Un salarié touchant un salaire brut apparemment confortable peut se retrouver avec un pouvoir d’achat réel comparable à celui d’un cadre français une fois ces charges déduites. Le chiffre brut impressionnant du contrat ne dit rien sans cette grille de lecture.
Effet de change euro/franc suisse sur le salaire net
Ce paramètre est rarement mentionné dans les comparaisons classiques. Depuis 2024, la dépréciation de l’euro face au franc suisse a modifié le calcul pour tout expatrié qui rapatrie une partie de ses revenus en zone euro, que ce soit pour rembourser un crédit immobilier en France, aider un proche ou épargner sur un compte français.
Selon une analyse du média tessinois Tio.ch, avec un revenu net de 5 000 CHF par mois, la variation de change par rapport à la moyenne de l’été 2024 représente plus de 150 euros de gain mensuel, soit plus de 1 800 euros par an, sans aucune augmentation de salaire. Le salaire net en francs suisses reste identique, mais sa contrevaleur en euros progresse.
Cet effet joue dans les deux sens. Une remontée de l’euro réduirait ce bonus invisible. Tout expatrié français payé en CHF a intérêt à surveiller le taux de change comme un élément à part entière de sa rémunération.

Télétravail et fiscalité frontalière : la règle genevoise à connaître
Les expatriés français installés en Suisse ne sont pas directement concernés par le statut frontalier. En revanche, certains envisagent après quelques années de s’installer côté français tout en conservant leur emploi suisse, notamment à Genève.

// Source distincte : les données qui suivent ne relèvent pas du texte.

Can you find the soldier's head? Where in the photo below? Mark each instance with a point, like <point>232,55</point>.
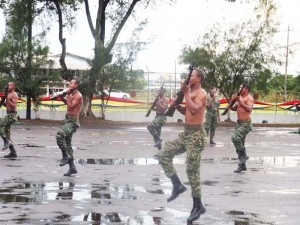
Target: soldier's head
<point>74,83</point>
<point>11,86</point>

Un avenant fiscal encadre désormais le télétravail transfrontalier à Genève, en fixant un seuil de jours travaillés depuis la France au-delà duquel l’imposition bascule partiellement ou totalement vers le fisc français. Ce mécanisme change le calcul du net de manière significative pour quiconque envisage cette transition.
Avant de prendre cette décision, il faut intégrer que le passage au statut de frontalier modifie le régime d’assurance maladie, les cotisations retraite et le barème fiscal applicable. Le salaire brut reste le même, mais le net peut varier de plusieurs centaines de francs par mois dans un sens comme dans l’autre.

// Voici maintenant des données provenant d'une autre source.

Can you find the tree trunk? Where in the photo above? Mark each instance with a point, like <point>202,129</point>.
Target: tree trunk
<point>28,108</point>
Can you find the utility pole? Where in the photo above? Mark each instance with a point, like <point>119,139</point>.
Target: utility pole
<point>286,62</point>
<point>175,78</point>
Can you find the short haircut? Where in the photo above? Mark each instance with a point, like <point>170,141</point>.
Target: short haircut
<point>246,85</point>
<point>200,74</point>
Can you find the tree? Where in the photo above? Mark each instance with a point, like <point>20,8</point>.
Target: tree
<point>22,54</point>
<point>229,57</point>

Simuler son salaire net suisse : les variables à intégrer
Aucun convertisseur brut/net générique ne suffit pour un expatrié français. Le résultat dépend d’un ensemble de paramètres que la plupart des simulateurs en ligne ne croisent pas correctement.

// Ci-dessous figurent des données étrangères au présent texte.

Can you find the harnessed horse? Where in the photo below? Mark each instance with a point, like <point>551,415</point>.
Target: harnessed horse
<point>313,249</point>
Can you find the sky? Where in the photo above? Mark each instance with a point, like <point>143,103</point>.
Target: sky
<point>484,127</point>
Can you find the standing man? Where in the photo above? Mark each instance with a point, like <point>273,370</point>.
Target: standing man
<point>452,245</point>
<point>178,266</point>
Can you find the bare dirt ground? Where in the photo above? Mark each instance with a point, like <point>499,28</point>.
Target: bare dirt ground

- Le canton et la commune de résidence (barème d’imposition à la source)
- La situation familiale et le nombre d’enfants (qui modifient le code barème)
- L’âge du salarié (impact sur les cotisations LPP du deuxième pilier)
- Le plan de prévoyance professionnelle de l’employeur (cotisations variables)
- Le choix du modèle d’assurance maladie LAMal (franchise, assureur, couverture complémentaire)
La seule approche fiable consiste à additionner tous ces postes à partir des données réelles du canton visé, puis à soustraire l’assurance maladie et les frais de vie locaux pour obtenir un salaire net réellement disponible. Le chiffre obtenu est souvent éloigné de la première impression laissée par le brut contractuel.